Die Durchsage erfolgte auch gleich mehrfach, um keine Zweifel aufkommen zu lassen. Vom Publikum wurde die Durchsage umgehend mit einem Raunen quittiert, denn was da geschah, war in der Tat unerhört. Während die Frauen versuchten, dem Bürgermeister professionell Erste Hilfe zu leisten, war dem Veranstalter die Entweihung des Ringes ein offensichtlich wichtigeres Anliegen. Der Hintergrund ist der, dass Sumō einen shintōistischen Hintergrund hat, und der Ring beim Sumowettkampf, genannt 土俵 dohyō, muss vor einem Kampf rituell gereinigt werden (das Salzwerfen ist dabei ebenfalls eine Form des rituellen Reinigens).
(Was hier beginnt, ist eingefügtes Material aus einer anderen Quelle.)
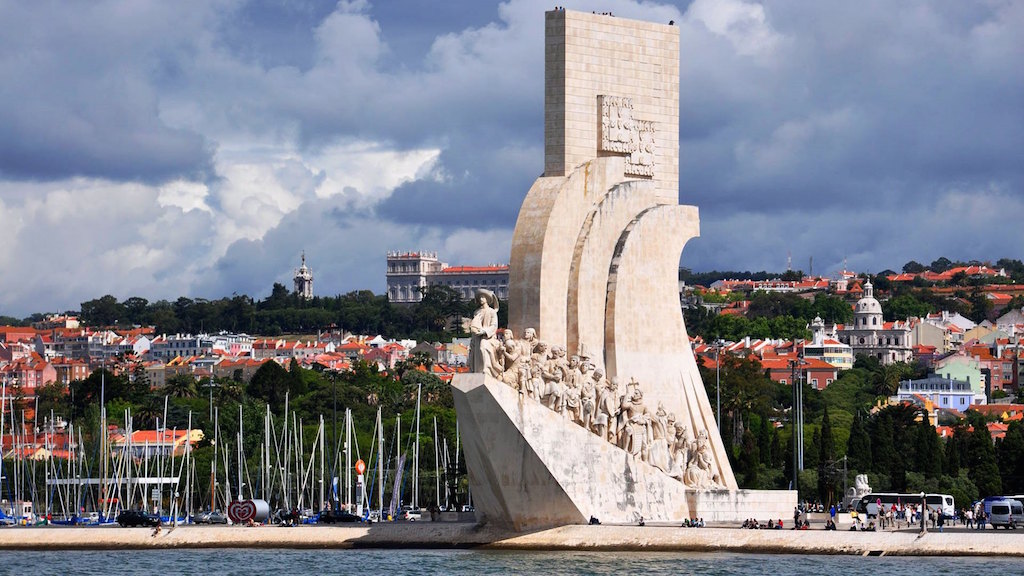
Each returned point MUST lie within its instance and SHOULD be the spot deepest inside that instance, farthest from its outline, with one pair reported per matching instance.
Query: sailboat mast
(380, 463)
(437, 469)
(416, 451)
(348, 458)
(323, 462)
(240, 451)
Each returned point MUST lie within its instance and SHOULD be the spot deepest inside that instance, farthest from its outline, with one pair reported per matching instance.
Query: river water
(248, 562)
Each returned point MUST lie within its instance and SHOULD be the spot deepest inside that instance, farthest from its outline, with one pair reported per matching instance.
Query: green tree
(833, 310)
(888, 377)
(104, 311)
(269, 383)
(982, 467)
(1010, 456)
(903, 306)
(941, 264)
(858, 448)
(827, 477)
(750, 459)
(928, 456)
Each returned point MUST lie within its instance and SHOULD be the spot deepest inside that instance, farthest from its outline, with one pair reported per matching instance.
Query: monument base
(530, 467)
(737, 505)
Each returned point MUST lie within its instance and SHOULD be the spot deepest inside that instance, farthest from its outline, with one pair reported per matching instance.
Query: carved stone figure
(588, 398)
(698, 471)
(554, 377)
(483, 330)
(606, 408)
(513, 369)
(680, 452)
(637, 424)
(538, 361)
(658, 450)
(528, 342)
(572, 389)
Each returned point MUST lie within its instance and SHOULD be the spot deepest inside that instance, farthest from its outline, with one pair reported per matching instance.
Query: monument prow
(591, 404)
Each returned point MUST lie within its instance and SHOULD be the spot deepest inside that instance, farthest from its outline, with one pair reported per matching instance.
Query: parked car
(137, 518)
(1007, 513)
(212, 517)
(333, 517)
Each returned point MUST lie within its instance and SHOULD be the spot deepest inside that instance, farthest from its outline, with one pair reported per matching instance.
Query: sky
(199, 148)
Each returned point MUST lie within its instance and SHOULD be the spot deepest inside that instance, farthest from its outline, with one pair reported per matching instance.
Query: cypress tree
(858, 448)
(883, 448)
(765, 432)
(982, 467)
(813, 450)
(827, 447)
(826, 457)
(1010, 455)
(750, 459)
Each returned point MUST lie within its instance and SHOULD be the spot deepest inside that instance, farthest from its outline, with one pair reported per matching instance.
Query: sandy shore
(570, 537)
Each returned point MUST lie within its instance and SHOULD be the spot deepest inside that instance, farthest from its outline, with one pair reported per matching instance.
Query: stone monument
(599, 410)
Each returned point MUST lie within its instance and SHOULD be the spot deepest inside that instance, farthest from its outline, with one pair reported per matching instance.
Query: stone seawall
(436, 535)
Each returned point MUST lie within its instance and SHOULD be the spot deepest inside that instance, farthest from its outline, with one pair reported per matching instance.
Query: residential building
(180, 345)
(826, 347)
(944, 393)
(965, 369)
(410, 273)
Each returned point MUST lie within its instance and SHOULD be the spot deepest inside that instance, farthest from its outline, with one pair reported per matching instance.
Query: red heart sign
(242, 511)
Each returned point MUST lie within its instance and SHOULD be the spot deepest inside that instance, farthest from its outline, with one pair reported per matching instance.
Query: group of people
(754, 524)
(577, 387)
(975, 518)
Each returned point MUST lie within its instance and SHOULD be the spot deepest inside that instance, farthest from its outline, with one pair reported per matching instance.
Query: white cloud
(744, 25)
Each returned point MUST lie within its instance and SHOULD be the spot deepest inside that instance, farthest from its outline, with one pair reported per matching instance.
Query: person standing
(483, 330)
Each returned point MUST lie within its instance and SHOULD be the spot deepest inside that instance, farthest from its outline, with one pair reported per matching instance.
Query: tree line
(896, 446)
(434, 318)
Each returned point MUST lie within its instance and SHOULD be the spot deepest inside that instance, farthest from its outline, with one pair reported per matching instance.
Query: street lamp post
(718, 384)
(924, 508)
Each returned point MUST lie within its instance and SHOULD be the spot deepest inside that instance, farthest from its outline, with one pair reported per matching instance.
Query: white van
(1007, 513)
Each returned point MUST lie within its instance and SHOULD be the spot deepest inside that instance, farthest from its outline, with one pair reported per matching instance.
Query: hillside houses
(31, 358)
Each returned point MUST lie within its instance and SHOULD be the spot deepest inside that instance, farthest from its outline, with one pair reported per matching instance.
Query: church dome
(868, 304)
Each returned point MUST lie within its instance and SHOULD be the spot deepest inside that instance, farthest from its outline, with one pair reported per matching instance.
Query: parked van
(1007, 513)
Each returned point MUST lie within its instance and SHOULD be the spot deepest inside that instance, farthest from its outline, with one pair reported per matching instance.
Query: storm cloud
(197, 149)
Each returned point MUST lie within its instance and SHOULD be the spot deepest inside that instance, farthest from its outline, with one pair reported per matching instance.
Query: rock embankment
(436, 535)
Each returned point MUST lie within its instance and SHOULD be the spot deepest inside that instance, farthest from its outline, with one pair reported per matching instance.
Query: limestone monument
(599, 410)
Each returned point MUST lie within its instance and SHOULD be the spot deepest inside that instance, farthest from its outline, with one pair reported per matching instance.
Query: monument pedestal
(529, 467)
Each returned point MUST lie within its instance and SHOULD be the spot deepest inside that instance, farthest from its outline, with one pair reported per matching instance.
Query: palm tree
(888, 377)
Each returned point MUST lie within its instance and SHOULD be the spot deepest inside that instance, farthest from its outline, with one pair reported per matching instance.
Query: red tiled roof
(473, 270)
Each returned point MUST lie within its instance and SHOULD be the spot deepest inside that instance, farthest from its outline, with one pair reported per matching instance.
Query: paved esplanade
(592, 404)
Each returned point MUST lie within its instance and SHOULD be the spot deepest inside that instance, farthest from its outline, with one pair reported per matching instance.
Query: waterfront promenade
(464, 535)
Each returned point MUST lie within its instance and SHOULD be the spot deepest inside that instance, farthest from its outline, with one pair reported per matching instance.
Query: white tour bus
(869, 503)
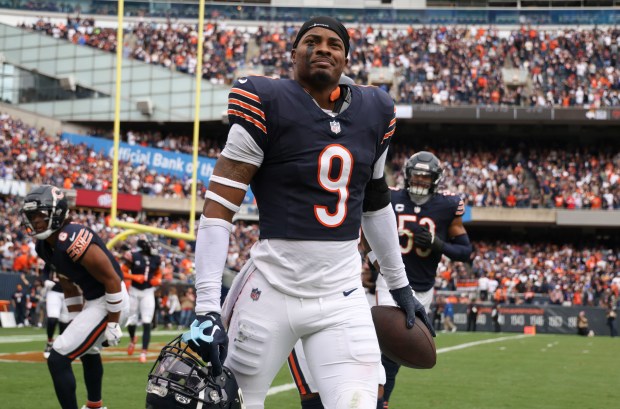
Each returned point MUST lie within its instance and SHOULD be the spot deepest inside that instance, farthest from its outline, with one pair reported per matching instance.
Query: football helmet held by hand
(179, 379)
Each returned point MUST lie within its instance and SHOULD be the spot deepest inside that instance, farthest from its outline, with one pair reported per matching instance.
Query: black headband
(328, 23)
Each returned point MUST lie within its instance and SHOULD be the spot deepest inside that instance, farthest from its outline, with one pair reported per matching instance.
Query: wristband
(77, 300)
(114, 302)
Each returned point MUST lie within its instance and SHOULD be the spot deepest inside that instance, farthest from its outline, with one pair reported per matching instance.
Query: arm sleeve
(211, 252)
(240, 146)
(382, 236)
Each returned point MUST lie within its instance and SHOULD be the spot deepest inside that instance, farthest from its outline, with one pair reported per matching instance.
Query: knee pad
(357, 398)
(57, 363)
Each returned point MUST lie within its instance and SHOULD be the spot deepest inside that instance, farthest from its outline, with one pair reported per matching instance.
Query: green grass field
(474, 371)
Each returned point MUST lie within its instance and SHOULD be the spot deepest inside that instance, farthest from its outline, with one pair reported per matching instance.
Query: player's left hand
(113, 334)
(406, 301)
(208, 338)
(423, 239)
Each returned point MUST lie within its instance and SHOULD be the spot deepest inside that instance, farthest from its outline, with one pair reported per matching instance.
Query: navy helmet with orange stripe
(44, 211)
(179, 379)
(423, 173)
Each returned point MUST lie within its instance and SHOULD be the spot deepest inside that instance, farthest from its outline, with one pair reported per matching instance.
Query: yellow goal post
(134, 228)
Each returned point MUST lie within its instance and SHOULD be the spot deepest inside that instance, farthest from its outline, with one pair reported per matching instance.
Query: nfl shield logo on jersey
(335, 126)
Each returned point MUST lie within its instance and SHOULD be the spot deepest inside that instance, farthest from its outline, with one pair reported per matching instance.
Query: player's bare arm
(99, 266)
(456, 228)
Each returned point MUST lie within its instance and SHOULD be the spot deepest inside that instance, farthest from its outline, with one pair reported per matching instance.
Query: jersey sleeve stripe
(249, 119)
(248, 107)
(246, 94)
(460, 210)
(389, 134)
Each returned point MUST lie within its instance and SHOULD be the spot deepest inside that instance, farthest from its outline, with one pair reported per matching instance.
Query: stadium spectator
(610, 314)
(495, 314)
(19, 301)
(582, 324)
(472, 315)
(443, 65)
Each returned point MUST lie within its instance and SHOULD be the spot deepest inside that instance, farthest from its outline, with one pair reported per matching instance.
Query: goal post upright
(135, 228)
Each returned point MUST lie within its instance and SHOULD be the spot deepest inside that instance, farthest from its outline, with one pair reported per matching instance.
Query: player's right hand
(113, 334)
(412, 306)
(207, 337)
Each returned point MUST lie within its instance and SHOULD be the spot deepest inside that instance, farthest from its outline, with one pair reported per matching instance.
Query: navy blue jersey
(437, 214)
(73, 241)
(143, 265)
(311, 183)
(49, 273)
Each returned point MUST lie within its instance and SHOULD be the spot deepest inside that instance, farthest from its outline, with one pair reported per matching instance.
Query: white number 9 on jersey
(339, 185)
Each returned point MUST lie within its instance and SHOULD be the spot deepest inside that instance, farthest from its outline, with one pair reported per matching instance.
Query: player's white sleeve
(377, 170)
(211, 252)
(240, 146)
(382, 235)
(213, 236)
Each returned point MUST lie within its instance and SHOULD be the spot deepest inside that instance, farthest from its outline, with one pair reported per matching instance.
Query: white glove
(113, 334)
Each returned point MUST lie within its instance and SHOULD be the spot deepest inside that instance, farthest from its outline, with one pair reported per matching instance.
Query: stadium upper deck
(432, 12)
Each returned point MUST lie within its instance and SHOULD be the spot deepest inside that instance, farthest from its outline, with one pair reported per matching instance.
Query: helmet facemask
(181, 379)
(422, 176)
(47, 202)
(29, 220)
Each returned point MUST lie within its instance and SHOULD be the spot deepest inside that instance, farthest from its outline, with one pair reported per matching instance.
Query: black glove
(423, 239)
(207, 337)
(406, 301)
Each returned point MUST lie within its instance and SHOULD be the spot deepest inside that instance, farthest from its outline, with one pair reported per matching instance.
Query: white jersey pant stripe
(297, 360)
(55, 306)
(337, 334)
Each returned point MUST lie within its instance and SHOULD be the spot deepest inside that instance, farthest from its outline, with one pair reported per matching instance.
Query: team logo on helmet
(180, 380)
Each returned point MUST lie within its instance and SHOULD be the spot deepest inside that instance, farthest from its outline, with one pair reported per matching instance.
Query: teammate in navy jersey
(55, 306)
(94, 292)
(430, 225)
(314, 153)
(145, 276)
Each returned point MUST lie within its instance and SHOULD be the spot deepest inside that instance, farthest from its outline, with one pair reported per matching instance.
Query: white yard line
(288, 386)
(280, 388)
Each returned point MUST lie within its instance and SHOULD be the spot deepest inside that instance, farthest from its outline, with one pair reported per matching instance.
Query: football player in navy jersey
(145, 277)
(94, 292)
(429, 225)
(313, 152)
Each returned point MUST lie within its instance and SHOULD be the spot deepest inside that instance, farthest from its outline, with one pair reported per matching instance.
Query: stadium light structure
(134, 228)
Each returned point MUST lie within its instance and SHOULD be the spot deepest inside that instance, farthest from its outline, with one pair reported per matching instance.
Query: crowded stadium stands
(429, 65)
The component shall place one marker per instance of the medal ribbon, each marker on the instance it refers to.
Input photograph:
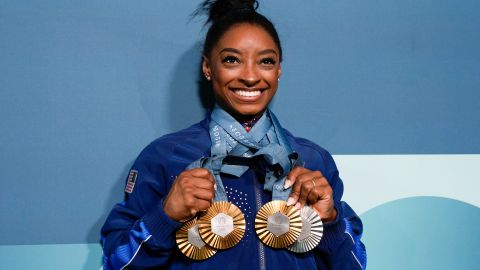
(265, 142)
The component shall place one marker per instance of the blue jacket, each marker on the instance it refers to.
(138, 235)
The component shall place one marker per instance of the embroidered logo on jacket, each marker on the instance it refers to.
(132, 177)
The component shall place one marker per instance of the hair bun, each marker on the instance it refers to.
(218, 8)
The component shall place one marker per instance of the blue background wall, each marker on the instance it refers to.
(391, 88)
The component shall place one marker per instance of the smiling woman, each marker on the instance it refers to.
(235, 191)
(244, 67)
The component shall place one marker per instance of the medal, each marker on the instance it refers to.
(312, 231)
(191, 244)
(278, 225)
(222, 226)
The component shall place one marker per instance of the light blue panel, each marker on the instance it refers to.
(52, 257)
(421, 233)
(84, 87)
(381, 77)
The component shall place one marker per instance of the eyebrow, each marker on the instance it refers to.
(233, 50)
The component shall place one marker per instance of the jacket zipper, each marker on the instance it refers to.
(261, 248)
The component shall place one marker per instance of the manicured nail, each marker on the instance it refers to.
(290, 201)
(287, 184)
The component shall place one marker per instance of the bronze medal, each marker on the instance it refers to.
(222, 226)
(278, 225)
(312, 231)
(191, 244)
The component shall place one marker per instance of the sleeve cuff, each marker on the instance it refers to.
(161, 227)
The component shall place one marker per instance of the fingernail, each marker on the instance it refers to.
(298, 206)
(290, 201)
(287, 184)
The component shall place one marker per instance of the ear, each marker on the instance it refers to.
(207, 71)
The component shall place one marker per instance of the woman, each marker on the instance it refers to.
(239, 155)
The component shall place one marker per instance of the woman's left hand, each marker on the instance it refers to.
(311, 188)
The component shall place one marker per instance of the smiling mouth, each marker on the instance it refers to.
(249, 93)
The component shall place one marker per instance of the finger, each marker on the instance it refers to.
(203, 194)
(203, 205)
(297, 186)
(292, 176)
(201, 173)
(202, 183)
(305, 184)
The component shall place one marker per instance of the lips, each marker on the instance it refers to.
(249, 93)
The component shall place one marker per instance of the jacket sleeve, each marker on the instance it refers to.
(340, 247)
(137, 232)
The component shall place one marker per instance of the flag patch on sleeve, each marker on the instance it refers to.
(132, 178)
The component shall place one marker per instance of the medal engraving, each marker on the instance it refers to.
(305, 233)
(222, 224)
(312, 231)
(194, 237)
(191, 244)
(278, 224)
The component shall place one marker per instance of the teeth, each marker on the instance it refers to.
(248, 93)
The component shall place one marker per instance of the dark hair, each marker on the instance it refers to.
(223, 14)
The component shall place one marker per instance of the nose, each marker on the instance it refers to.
(250, 75)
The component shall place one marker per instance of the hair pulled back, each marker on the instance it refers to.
(223, 14)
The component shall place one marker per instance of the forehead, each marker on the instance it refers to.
(246, 36)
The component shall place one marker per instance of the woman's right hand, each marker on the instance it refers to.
(192, 192)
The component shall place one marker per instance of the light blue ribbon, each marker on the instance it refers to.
(265, 141)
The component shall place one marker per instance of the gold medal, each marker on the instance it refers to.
(278, 225)
(312, 231)
(222, 226)
(191, 244)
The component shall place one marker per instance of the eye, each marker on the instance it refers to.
(268, 61)
(230, 60)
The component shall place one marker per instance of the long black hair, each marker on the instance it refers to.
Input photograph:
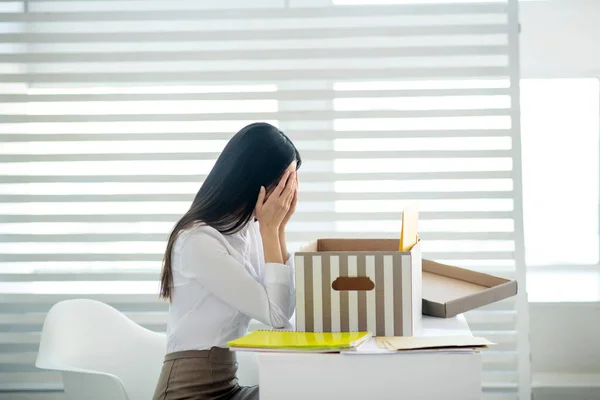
(256, 156)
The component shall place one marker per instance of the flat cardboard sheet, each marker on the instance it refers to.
(449, 291)
(440, 342)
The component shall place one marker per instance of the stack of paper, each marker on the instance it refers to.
(432, 343)
(298, 341)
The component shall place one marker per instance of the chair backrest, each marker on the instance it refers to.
(90, 335)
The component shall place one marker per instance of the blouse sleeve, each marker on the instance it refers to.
(206, 259)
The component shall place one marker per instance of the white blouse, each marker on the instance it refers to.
(221, 282)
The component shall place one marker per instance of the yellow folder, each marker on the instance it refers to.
(308, 341)
(410, 219)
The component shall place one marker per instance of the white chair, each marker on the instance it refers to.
(101, 354)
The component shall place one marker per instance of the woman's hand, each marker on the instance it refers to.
(272, 212)
(292, 208)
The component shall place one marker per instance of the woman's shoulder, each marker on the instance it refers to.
(199, 233)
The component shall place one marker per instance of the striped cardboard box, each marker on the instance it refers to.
(341, 291)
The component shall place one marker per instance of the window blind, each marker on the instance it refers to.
(113, 112)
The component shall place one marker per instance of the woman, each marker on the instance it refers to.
(227, 263)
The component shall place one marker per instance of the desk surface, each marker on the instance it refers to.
(419, 375)
(432, 326)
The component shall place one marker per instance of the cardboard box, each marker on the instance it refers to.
(449, 291)
(445, 290)
(358, 285)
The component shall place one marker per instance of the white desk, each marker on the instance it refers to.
(412, 376)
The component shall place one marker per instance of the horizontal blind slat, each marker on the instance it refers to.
(260, 75)
(240, 13)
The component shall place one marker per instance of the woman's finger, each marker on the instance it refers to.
(289, 186)
(261, 200)
(281, 186)
(289, 199)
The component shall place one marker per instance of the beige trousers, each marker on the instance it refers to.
(201, 375)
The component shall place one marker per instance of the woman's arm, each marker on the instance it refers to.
(206, 259)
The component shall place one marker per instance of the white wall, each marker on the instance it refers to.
(560, 38)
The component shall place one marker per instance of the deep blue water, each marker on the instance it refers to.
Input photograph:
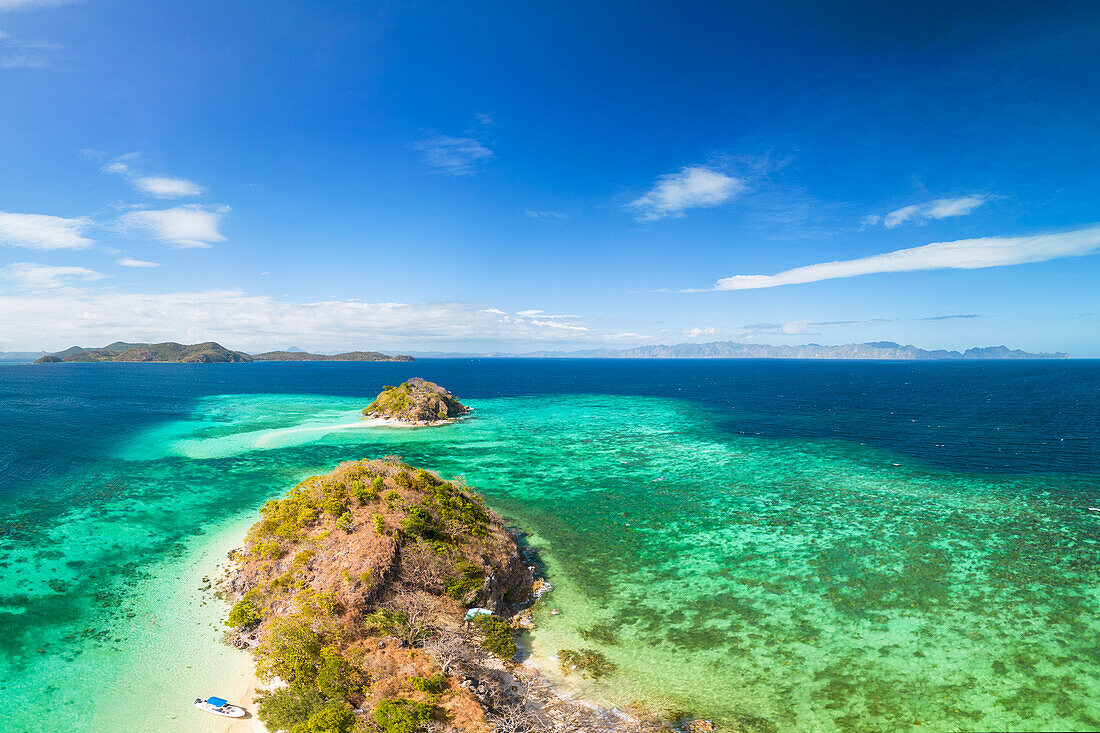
(801, 487)
(1005, 417)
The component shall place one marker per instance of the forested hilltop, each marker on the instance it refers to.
(208, 352)
(354, 589)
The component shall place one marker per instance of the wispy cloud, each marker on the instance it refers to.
(164, 187)
(156, 186)
(961, 254)
(33, 276)
(28, 54)
(942, 208)
(39, 231)
(453, 156)
(186, 226)
(242, 320)
(691, 187)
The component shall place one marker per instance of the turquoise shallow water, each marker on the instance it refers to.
(771, 583)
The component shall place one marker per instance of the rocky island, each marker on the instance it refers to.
(377, 598)
(416, 402)
(208, 352)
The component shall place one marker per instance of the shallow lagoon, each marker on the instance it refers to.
(769, 581)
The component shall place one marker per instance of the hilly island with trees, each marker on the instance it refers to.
(208, 352)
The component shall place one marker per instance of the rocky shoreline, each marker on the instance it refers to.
(416, 402)
(383, 598)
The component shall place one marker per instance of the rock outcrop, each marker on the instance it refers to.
(417, 402)
(353, 590)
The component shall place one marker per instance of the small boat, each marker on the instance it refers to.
(219, 707)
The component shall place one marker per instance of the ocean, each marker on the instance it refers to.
(772, 545)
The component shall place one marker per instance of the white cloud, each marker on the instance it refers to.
(454, 156)
(163, 187)
(942, 208)
(692, 187)
(254, 321)
(157, 186)
(26, 54)
(961, 254)
(186, 226)
(39, 231)
(24, 61)
(33, 276)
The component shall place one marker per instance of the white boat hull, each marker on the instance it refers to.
(224, 711)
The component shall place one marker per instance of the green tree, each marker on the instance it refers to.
(290, 651)
(402, 715)
(286, 707)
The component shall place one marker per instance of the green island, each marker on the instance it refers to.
(352, 594)
(418, 402)
(208, 352)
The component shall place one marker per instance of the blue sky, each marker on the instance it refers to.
(506, 176)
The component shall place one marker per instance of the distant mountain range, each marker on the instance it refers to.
(211, 352)
(208, 352)
(736, 350)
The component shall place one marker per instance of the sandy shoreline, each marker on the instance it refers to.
(244, 695)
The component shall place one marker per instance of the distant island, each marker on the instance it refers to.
(738, 350)
(417, 402)
(208, 352)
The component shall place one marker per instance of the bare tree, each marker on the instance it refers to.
(422, 567)
(418, 610)
(448, 648)
(517, 719)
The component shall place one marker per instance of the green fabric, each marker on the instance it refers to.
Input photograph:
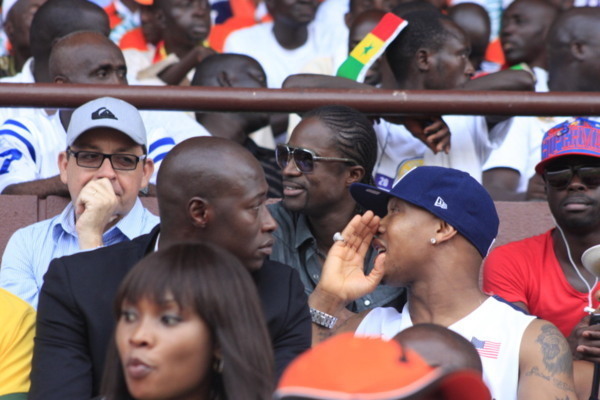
(350, 68)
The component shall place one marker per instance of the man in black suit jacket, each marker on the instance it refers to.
(208, 189)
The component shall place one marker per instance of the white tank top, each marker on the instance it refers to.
(495, 328)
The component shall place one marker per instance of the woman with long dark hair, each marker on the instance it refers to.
(190, 326)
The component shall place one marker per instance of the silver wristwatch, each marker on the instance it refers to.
(322, 319)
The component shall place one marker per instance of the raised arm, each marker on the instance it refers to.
(343, 279)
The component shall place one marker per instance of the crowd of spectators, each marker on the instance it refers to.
(366, 237)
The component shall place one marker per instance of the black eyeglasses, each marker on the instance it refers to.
(92, 159)
(560, 178)
(303, 158)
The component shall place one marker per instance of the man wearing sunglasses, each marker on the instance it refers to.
(104, 166)
(544, 274)
(331, 148)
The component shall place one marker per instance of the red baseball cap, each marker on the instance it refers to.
(358, 368)
(572, 137)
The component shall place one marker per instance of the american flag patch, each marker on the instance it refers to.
(485, 348)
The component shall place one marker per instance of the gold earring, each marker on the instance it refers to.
(218, 365)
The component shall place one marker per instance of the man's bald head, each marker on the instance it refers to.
(58, 18)
(205, 167)
(76, 57)
(573, 47)
(525, 24)
(475, 21)
(213, 189)
(440, 346)
(229, 70)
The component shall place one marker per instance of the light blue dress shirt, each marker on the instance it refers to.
(30, 249)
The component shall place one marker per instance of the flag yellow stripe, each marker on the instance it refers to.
(367, 47)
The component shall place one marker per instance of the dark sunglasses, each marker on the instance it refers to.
(304, 159)
(560, 178)
(92, 159)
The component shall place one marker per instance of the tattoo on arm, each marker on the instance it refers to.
(556, 358)
(555, 350)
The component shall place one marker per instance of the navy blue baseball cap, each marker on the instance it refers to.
(449, 194)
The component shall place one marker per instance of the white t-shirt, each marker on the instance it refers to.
(495, 328)
(521, 149)
(471, 144)
(259, 42)
(29, 147)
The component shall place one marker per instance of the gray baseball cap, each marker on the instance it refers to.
(107, 112)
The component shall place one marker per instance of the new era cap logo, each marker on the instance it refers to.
(439, 202)
(103, 113)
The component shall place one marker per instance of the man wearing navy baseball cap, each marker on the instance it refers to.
(544, 274)
(432, 230)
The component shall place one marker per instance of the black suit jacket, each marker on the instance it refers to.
(75, 320)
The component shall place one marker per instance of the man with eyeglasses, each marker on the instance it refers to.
(105, 165)
(331, 148)
(544, 274)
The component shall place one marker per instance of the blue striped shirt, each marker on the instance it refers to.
(30, 249)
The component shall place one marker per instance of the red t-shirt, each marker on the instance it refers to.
(528, 271)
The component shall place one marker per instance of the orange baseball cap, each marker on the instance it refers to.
(358, 368)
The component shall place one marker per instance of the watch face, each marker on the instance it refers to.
(322, 319)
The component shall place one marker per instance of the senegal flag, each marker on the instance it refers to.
(371, 47)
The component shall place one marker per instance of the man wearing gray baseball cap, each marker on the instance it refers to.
(104, 167)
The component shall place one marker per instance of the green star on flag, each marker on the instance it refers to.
(371, 47)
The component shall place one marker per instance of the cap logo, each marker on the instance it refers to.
(439, 202)
(103, 113)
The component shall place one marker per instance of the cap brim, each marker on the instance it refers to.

Frauen dürfen diesen gereinigten Ring traditionell nicht betreten, das gilt als Sakrileg (in der Vergangenheit gab es jedoch schon Beispiele, bei denen Frauen den Ring betraten – zum Beispiel um eine Ehrung entgegenzunehmen).
Der ganze Vorfall wurde von einem Besucher des Turniers gefilmt und erreichte schnell über 1.5 Millionen Besucher. Schaut man sich die Kommentare zum Video an, kann man dabei beruhigt feststellen, dass auch der Großteil der Japaner den Vorfall für ungeheuerlich hält. Tradition schön und gut, aber wenn es um die Rettung von Menschenleben geht, muss irgendwo eine Grenze gezogen werden.

1 Kommentar

  1. So ein Quatsch. Nachdem die Frauen den Ring ja eh schon betreten und „beschmutzt“ hatten, hätte er eh wieder gereinigt werden müssen, also wieso sollten sie nicht bleiben?
    Dass man als Frau hier Mensch zweiter Klasse ist (na ja, nicht nur hier…), wussten wir ja alle, aber die Damen wollten ja einem Mann (gleich wichtiger Mensch) das Leben retten. Manchmal kann ich über Japan echt nur den Kopf schütteln…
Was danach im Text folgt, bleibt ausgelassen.